The guidance document, entitled ``Center for Biologics Evaluation and
Research; Use of Pilot Manufacturing Facilities for the Development and
Manufacture of Biological Products; Guidance,'' provides guidance by
the Center for Biologics Evaluation and Research (CBER) to
manufacturers of biological products to clarify the licensing
requirements for the use of small scale and pilot facilities for the
development and manufacture of biological products. These facilities
are sometimes collectively referred to by industry as pilot facilities.
This guidance document is intended to provide increased flexibility for
industry without diminishing public health protection.

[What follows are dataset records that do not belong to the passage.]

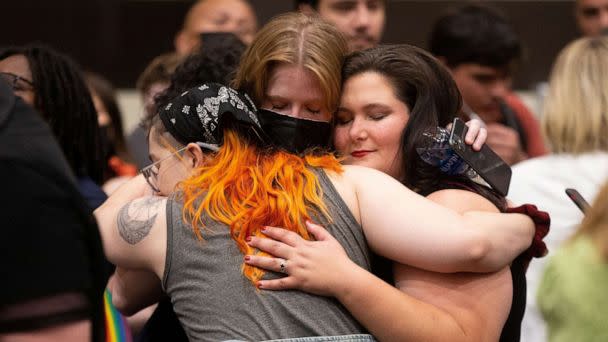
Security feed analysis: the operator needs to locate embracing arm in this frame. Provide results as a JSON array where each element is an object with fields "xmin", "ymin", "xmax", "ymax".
[
  {"xmin": 108, "ymin": 267, "xmax": 163, "ymax": 316},
  {"xmin": 245, "ymin": 223, "xmax": 498, "ymax": 341},
  {"xmin": 94, "ymin": 175, "xmax": 167, "ymax": 315},
  {"xmin": 340, "ymin": 166, "xmax": 534, "ymax": 273},
  {"xmin": 246, "ymin": 190, "xmax": 512, "ymax": 341}
]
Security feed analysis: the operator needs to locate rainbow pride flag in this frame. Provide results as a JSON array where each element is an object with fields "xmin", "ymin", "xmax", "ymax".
[{"xmin": 103, "ymin": 289, "xmax": 133, "ymax": 342}]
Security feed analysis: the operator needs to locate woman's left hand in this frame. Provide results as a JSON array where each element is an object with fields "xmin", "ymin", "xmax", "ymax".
[
  {"xmin": 245, "ymin": 222, "xmax": 357, "ymax": 296},
  {"xmin": 447, "ymin": 119, "xmax": 488, "ymax": 151}
]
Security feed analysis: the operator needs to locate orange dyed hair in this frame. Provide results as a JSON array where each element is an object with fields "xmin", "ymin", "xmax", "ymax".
[{"xmin": 181, "ymin": 129, "xmax": 342, "ymax": 284}]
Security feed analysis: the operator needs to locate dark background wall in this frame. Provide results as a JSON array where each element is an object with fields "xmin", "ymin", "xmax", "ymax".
[{"xmin": 0, "ymin": 0, "xmax": 577, "ymax": 89}]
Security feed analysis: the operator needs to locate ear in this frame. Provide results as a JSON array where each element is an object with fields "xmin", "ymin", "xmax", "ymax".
[
  {"xmin": 185, "ymin": 143, "xmax": 205, "ymax": 169},
  {"xmin": 298, "ymin": 4, "xmax": 315, "ymax": 15}
]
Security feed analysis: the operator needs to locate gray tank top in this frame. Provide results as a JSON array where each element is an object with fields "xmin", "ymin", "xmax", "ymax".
[{"xmin": 163, "ymin": 171, "xmax": 370, "ymax": 341}]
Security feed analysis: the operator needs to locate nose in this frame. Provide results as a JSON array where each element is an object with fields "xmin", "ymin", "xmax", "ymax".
[
  {"xmin": 286, "ymin": 103, "xmax": 304, "ymax": 119},
  {"xmin": 348, "ymin": 118, "xmax": 367, "ymax": 141},
  {"xmin": 491, "ymin": 80, "xmax": 509, "ymax": 99}
]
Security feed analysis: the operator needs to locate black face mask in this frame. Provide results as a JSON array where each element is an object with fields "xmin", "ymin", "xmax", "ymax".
[
  {"xmin": 99, "ymin": 125, "xmax": 116, "ymax": 161},
  {"xmin": 258, "ymin": 109, "xmax": 331, "ymax": 153}
]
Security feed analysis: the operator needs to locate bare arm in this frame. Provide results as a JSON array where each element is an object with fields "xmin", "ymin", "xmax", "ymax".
[
  {"xmin": 94, "ymin": 175, "xmax": 167, "ymax": 315},
  {"xmin": 94, "ymin": 175, "xmax": 167, "ymax": 276},
  {"xmin": 108, "ymin": 267, "xmax": 163, "ymax": 316},
  {"xmin": 247, "ymin": 190, "xmax": 512, "ymax": 341},
  {"xmin": 340, "ymin": 166, "xmax": 534, "ymax": 273},
  {"xmin": 245, "ymin": 224, "xmax": 494, "ymax": 341}
]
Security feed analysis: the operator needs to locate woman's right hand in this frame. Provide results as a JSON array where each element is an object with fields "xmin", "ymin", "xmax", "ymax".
[{"xmin": 245, "ymin": 221, "xmax": 358, "ymax": 296}]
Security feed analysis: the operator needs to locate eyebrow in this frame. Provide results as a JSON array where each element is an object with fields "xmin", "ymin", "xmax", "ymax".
[{"xmin": 338, "ymin": 103, "xmax": 390, "ymax": 113}]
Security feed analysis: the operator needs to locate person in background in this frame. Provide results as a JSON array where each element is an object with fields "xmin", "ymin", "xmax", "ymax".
[
  {"xmin": 429, "ymin": 5, "xmax": 546, "ymax": 165},
  {"xmin": 98, "ymin": 14, "xmax": 540, "ymax": 339},
  {"xmin": 0, "ymin": 62, "xmax": 107, "ymax": 342},
  {"xmin": 174, "ymin": 0, "xmax": 258, "ymax": 56},
  {"xmin": 85, "ymin": 72, "xmax": 137, "ymax": 195},
  {"xmin": 508, "ymin": 37, "xmax": 608, "ymax": 341},
  {"xmin": 296, "ymin": 0, "xmax": 386, "ymax": 51},
  {"xmin": 248, "ymin": 45, "xmax": 546, "ymax": 341},
  {"xmin": 137, "ymin": 32, "xmax": 246, "ymax": 342},
  {"xmin": 537, "ymin": 183, "xmax": 608, "ymax": 342},
  {"xmin": 574, "ymin": 0, "xmax": 608, "ymax": 37},
  {"xmin": 127, "ymin": 53, "xmax": 183, "ymax": 169},
  {"xmin": 0, "ymin": 44, "xmax": 107, "ymax": 209}
]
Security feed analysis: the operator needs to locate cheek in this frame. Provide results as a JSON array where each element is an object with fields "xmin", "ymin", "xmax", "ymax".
[
  {"xmin": 158, "ymin": 163, "xmax": 187, "ymax": 195},
  {"xmin": 334, "ymin": 127, "xmax": 350, "ymax": 153}
]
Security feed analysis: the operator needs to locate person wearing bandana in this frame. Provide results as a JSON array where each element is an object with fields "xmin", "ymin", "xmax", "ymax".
[{"xmin": 96, "ymin": 14, "xmax": 544, "ymax": 341}]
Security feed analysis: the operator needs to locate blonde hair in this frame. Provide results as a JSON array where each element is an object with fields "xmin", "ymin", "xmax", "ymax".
[
  {"xmin": 572, "ymin": 183, "xmax": 608, "ymax": 261},
  {"xmin": 232, "ymin": 13, "xmax": 348, "ymax": 113},
  {"xmin": 542, "ymin": 37, "xmax": 608, "ymax": 154}
]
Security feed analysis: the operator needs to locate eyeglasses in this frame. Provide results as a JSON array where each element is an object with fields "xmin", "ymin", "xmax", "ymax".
[
  {"xmin": 0, "ymin": 72, "xmax": 34, "ymax": 91},
  {"xmin": 140, "ymin": 142, "xmax": 219, "ymax": 192}
]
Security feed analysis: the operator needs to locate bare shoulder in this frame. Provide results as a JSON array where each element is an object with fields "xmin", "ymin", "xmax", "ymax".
[
  {"xmin": 325, "ymin": 165, "xmax": 361, "ymax": 224},
  {"xmin": 427, "ymin": 189, "xmax": 499, "ymax": 213},
  {"xmin": 116, "ymin": 196, "xmax": 167, "ymax": 245}
]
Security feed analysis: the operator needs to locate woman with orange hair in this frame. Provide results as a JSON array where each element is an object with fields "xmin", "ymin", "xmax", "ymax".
[{"xmin": 96, "ymin": 79, "xmax": 533, "ymax": 341}]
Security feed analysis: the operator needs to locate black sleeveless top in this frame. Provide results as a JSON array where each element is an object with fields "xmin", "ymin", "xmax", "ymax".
[{"xmin": 372, "ymin": 181, "xmax": 526, "ymax": 342}]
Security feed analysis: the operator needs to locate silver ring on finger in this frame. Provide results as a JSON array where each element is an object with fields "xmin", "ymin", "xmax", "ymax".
[{"xmin": 279, "ymin": 259, "xmax": 287, "ymax": 274}]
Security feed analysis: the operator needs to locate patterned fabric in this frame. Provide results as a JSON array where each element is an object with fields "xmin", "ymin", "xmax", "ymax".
[
  {"xmin": 103, "ymin": 289, "xmax": 133, "ymax": 342},
  {"xmin": 507, "ymin": 204, "xmax": 551, "ymax": 267},
  {"xmin": 159, "ymin": 83, "xmax": 264, "ymax": 146}
]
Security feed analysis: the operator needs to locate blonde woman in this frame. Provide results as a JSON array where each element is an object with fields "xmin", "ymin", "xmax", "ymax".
[
  {"xmin": 509, "ymin": 37, "xmax": 608, "ymax": 341},
  {"xmin": 96, "ymin": 15, "xmax": 532, "ymax": 341},
  {"xmin": 538, "ymin": 183, "xmax": 608, "ymax": 342}
]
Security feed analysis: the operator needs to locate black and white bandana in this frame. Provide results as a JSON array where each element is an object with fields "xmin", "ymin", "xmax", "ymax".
[{"xmin": 159, "ymin": 83, "xmax": 263, "ymax": 146}]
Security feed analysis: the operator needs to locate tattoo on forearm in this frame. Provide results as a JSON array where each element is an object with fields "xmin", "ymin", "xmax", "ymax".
[{"xmin": 117, "ymin": 196, "xmax": 163, "ymax": 245}]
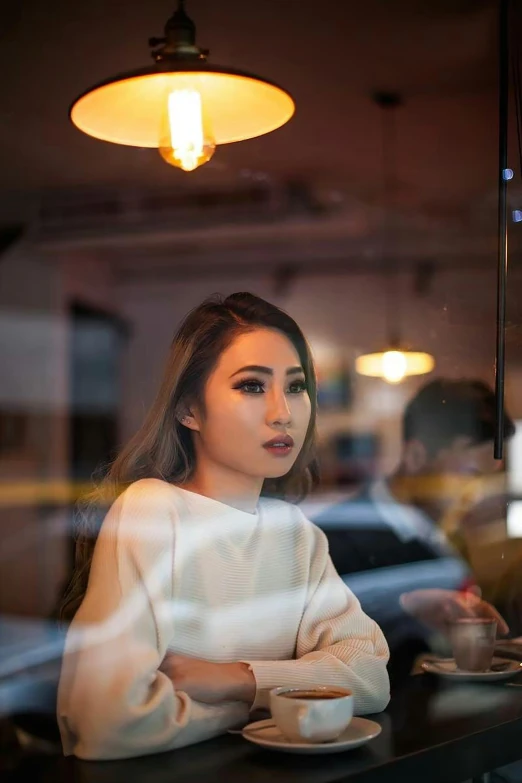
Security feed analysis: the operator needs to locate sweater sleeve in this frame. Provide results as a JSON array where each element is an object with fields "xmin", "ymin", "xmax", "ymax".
[
  {"xmin": 58, "ymin": 481, "xmax": 248, "ymax": 759},
  {"xmin": 245, "ymin": 520, "xmax": 390, "ymax": 715}
]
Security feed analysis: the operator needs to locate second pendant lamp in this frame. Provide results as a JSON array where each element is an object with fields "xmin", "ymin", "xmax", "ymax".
[{"xmin": 355, "ymin": 92, "xmax": 435, "ymax": 383}]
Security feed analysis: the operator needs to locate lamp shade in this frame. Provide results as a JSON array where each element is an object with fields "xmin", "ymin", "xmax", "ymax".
[
  {"xmin": 355, "ymin": 348, "xmax": 435, "ymax": 383},
  {"xmin": 70, "ymin": 60, "xmax": 295, "ymax": 147}
]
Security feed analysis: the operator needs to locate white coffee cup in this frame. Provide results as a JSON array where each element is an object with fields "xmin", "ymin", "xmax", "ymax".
[{"xmin": 270, "ymin": 685, "xmax": 353, "ymax": 743}]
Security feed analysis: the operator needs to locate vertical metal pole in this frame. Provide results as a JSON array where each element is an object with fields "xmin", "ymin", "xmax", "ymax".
[{"xmin": 494, "ymin": 0, "xmax": 509, "ymax": 459}]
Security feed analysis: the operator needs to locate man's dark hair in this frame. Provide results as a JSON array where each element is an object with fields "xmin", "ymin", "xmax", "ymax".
[{"xmin": 403, "ymin": 378, "xmax": 515, "ymax": 455}]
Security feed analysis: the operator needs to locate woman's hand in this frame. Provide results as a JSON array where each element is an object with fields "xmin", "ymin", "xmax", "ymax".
[
  {"xmin": 159, "ymin": 652, "xmax": 256, "ymax": 704},
  {"xmin": 400, "ymin": 589, "xmax": 509, "ymax": 635}
]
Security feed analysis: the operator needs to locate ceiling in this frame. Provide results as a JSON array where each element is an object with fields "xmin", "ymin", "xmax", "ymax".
[{"xmin": 0, "ymin": 0, "xmax": 506, "ymax": 233}]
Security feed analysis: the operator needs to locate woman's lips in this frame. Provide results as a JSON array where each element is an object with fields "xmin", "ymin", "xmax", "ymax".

ADDRESSES: Submit written comments to the Dockets Management Branch
(HFA-305), Food and Drug Administration, rm. 1-23, 12420 Parklawn Dr.,
Rockville, MD 20857. Comments should be identified with the docket
number found in brackets in the heading of the document. Two copies of
all comments are to be submitted, except that individuals may submit
one copy. The comments received are available for public examination in
the Dockets Management Branch between 9 a.m. and 4 p.m., Monday through
Friday.
FOR FURTHER INFORMATION CONTACT: Jean M. Olson, Center for Biologics
Evaluation and Research (HFM-630), Food and Drug Administration, 1401
Rockville Pike, suite 400 South, Rockville, MD 20852-1448, 301-594-
3074.
SUPPLEMENTARY INFORMATION: CBER recognizes that development of
important new biological products is expensive and time consuming, and
that companies must be able to forecast and evaluate their expenditures
for this process. Constructing a new facility to manufacture a product
that has not been fully tested in clinical trials could result in a
company being unable to recover a major capital expenditure if the
product is not ultimately brought to market. CBER also recognizes that
for some companies the best financial option may be the use of a pilot
facility where a product may be manufactured at a smaller scale than
would be ultimately desired for an approved product.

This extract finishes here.